Several days before the indictments, defense attorneys revealed there was no DNA match between Mangum and the 46 players tested. A month later, lacrosse team captain David Evans was indicted on the same charges.
On December 22, Nifong dropped the first degree forcible rape charges after Mangum said she couldn’t remember whether she’d been raped. In January 2007, North Carolina Attorney General Roy Cooper took over the case. Citing lack of evidence and inconsistent witness statements, he dropped all charges against Seligmann, Finnerty, and Evans on April 11, declaring the men “innocent and Nifong a “rogue” prosecutor.
Last Friday, a disgraced, disgraceful, and under-repentant Nifong sat before his North Carolina State Bar colleagues and the men he virtually held hostage for a year, tearfully offering a tepid, lawyer-like apology for his transgressions:
“To the extent that I made judgments that ultimately proved to be incorrect, I apologize to the three students that were wrongly accused.”
He announced his resignation as district attorney:
“My community has suffered enough… It has become apparent, during the course of this week, in some ways that it might not have been before, that my presence as the district attorney in Durham is not furthering the cause of justice.”
Neither his apology nor his intent to resign were enough to overcome his egregious ethics violations. On Saturday, June 16, Nifong’s colleagues found him guilty of lying to a judge, withholding evidence from the defense, and making inflammatory statements to the media about the case. And they disbarred him.
The decision is almost anti-climactic for those who saw through Nifong from the start.
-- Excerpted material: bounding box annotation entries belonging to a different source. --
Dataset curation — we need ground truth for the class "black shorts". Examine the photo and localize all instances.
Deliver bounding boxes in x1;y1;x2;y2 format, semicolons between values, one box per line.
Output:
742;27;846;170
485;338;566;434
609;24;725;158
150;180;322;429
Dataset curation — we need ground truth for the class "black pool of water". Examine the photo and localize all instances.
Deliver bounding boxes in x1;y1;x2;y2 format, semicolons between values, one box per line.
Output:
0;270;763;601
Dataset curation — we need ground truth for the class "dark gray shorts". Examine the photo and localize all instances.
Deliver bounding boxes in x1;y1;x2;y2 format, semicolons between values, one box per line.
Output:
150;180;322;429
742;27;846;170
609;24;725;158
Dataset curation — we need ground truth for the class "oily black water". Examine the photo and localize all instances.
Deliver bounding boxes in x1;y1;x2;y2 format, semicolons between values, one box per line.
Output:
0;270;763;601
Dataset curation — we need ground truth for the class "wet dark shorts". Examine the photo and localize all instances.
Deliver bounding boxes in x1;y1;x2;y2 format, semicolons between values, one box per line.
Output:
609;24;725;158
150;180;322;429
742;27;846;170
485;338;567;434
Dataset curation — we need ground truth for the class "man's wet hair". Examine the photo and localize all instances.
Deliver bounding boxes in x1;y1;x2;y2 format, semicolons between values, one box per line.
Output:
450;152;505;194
I got wind of the case a couple of weeks after Mangum accused the men. My initial impression turned out to be accurate – a stripper with a criminal record, a history of mental problems, and fantasies of gang rape told a Tawana Brawley-style whopper to save her own skin. But most of the blame falls squarely on Nifong’s head.
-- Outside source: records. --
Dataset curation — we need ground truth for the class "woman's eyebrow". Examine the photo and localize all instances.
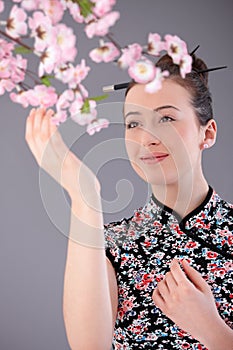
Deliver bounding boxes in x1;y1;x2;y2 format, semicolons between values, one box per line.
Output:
125;105;180;118
153;105;180;112
125;111;142;118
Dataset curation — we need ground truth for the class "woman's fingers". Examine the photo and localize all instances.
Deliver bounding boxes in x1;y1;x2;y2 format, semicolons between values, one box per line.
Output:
182;260;211;293
165;271;177;293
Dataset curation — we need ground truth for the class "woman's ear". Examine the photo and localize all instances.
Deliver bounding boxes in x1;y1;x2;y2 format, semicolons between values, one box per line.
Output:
201;119;217;149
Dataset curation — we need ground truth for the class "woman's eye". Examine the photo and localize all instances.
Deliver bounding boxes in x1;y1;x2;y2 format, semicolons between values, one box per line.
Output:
160;115;175;123
125;122;139;129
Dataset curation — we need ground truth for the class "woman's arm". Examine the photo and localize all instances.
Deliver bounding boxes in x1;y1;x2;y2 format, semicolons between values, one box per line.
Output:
25;109;117;350
153;260;233;350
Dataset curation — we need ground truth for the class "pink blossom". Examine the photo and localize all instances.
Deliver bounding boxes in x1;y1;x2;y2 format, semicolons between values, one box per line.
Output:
64;0;85;23
85;11;120;38
0;0;4;13
70;100;97;126
93;0;116;17
165;34;188;64
89;42;120;63
26;85;57;108
13;0;41;11
28;11;56;52
6;5;27;38
0;58;11;79
54;63;74;84
145;67;169;94
87;118;109;135
11;55;27;84
128;60;155;84
54;23;77;64
56;90;75;111
69;92;84;120
51;110;67;125
0;79;15;95
0;38;14;60
147;33;165;56
39;0;64;24
68;59;90;88
38;46;60;77
118;43;142;69
180;55;192;78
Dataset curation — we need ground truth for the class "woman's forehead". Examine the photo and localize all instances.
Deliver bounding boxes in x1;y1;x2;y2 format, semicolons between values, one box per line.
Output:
125;79;190;110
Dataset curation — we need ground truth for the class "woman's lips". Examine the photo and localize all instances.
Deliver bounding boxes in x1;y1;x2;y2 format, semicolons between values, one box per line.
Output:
140;152;169;164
Appointed to the position in 2005, Nifong ran for district attorney in 2006. He plowed ahead with a stunningly weak case, fanning the flames of race and class tension in the heavily black city. Overwhelmed and perhaps flattered by the media attention, he was unable or unwilling to objectively assess his case, his main witness, or his future as a lawyer. Nifong used the case to campaign for office, exuding an aura of class envy, smarminess, and vindictiveness in the process.
During his testimony before the disciplinary panel, Nifong contradicted himself many times and conceded violating the Rules of Professional Conduct. Incredibly, he admitted that he hadn’t read police reports. More incredibly still, Nifong maintains that “something” happened that night between the stripper and the players, that he “tried to do the right thing,” and that he never withheld anything from the defense or misrepresented evidence.
Knowing his disbarment was imminent, Nifong should have reserved some level of dignity by skipping the Bill Clinton-like obfuscations and accepting full responsibility for his actions. But to the very end, he remained self-absorbed.